WASHINGTON (CNN) - Potentially thousands more parents and children the US government split up at the southern border will now be included in a lawsuit over family separations, a judge ruled Friday.

US District Judge Dana Sabraw's 14-page ruling is a major blow to the Trump administration, which had argued that a new group of separated families revealed in a government watchdog report shouldn't be included in the case. The report from the Health and Human Services inspector general had found that thousands more children had been separated than previously acknowledged.

As a result of the judge's order, officials may have to comb through a massive trove of case files and pinpoint exactly how many families were separated going back as far as July 1, 2017. HHS and the inspector general's office were unable to identify exactly how many more families were separated because there were "significant challenges in identifying separated children." Officials estimated that the children were separated, received by HHS for care and released prior to Sabraw's June 26, 2018, court order ordering a halt to most family separations at the US border.

"The hallmark of a civilized society is measured by how it treats its people and those within its borders," wrote Sabraw, who sits in the Southern District of California. "That Defendants may have to change course and undertake additional effort to address these issues does not render modification of the class definition unfair; it only serves to underscore the unquestionable importance of the effort and why it is necessary (and worthwhile)."

The Ms. L et al. vs. Immigration and Customs Enforcement et al. case was initially prompted by the separation of a Congolese woman and her 7-year-old daughter. The American Civil Liberties Union originally filed the case last year and it was later expanded to become a class action lawsuit.

Last June, Sabraw issued a preliminary injunction blocking most family separations at the US-Mexico border and ordered the government to reunite the families it had divided.

Since then, the administration has provided regular reports to the court on the reunification status of children and parents whom the government separated, including some parents who were deported but ultimately elected not to be reunified with their children. As of March 4, 2,741 of 2,816 children have been discharged from government care.

But recent revelations have raised more questions about when separations began taking place and how many more families were separated.

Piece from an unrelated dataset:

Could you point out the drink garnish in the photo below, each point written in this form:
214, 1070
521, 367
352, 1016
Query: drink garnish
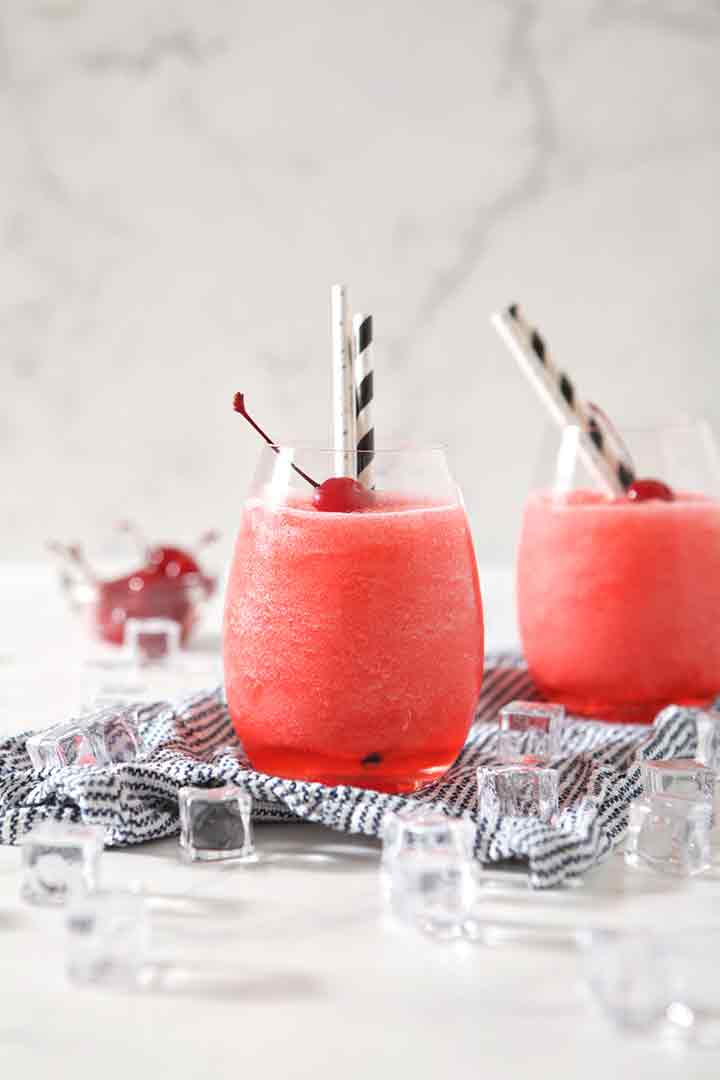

Following the HHS IG report, plaintiffs in the Ms. L case requested that the scope be clarified to include those children.

Sabraw cited the IG report in his order. "Clearly, the OIG Report is a significant development in this case," he wrote. The class is modified to include separations that occurred as far back as July 1, 2017.

Last month, Sabraw pressed government lawyers over whether the administration should be required to identify those children and parents separated. "The fundamental premise of the lawsuit is that there's an unlawful separation practice initiated by this administration," Sabraw said.

"The June 26 date is completely arbitrary viewed in that light," he added, referring to the date when he issued a preliminary injunction.

Government lawyers pushed back, defending their work to identify and reunify families, and emphasizing what a significant undertaking it would be for the administration to compile a new list.

In a declaration previously submitted to the court, Jallyn N. Sualog, the deputy director for Children's Programs for the Office of Refugee Resettlement, wrote it would take up to 376,664 hours to comb through 47,083 files of children who were in ORR custody between July 1, 2017 and June 25, 2018. Put another way, the official said, it would take 100 analysts working eight hours a day up to 471 consecutive calendar days to even begin pinning down the details.

Sabraw acknowledged the weight of the task in the order, but added "it clearly can be done."

Lee Gelernt, lead attorney in the lawsuit and deputy director of the ACLU's Immigrants' Rights Project, responded to the order late Friday.

"The court made clear that potentially thousands of children's lives are at stake and that the Trump administration cannot simply ignore the devastation it has caused," he said in a statement.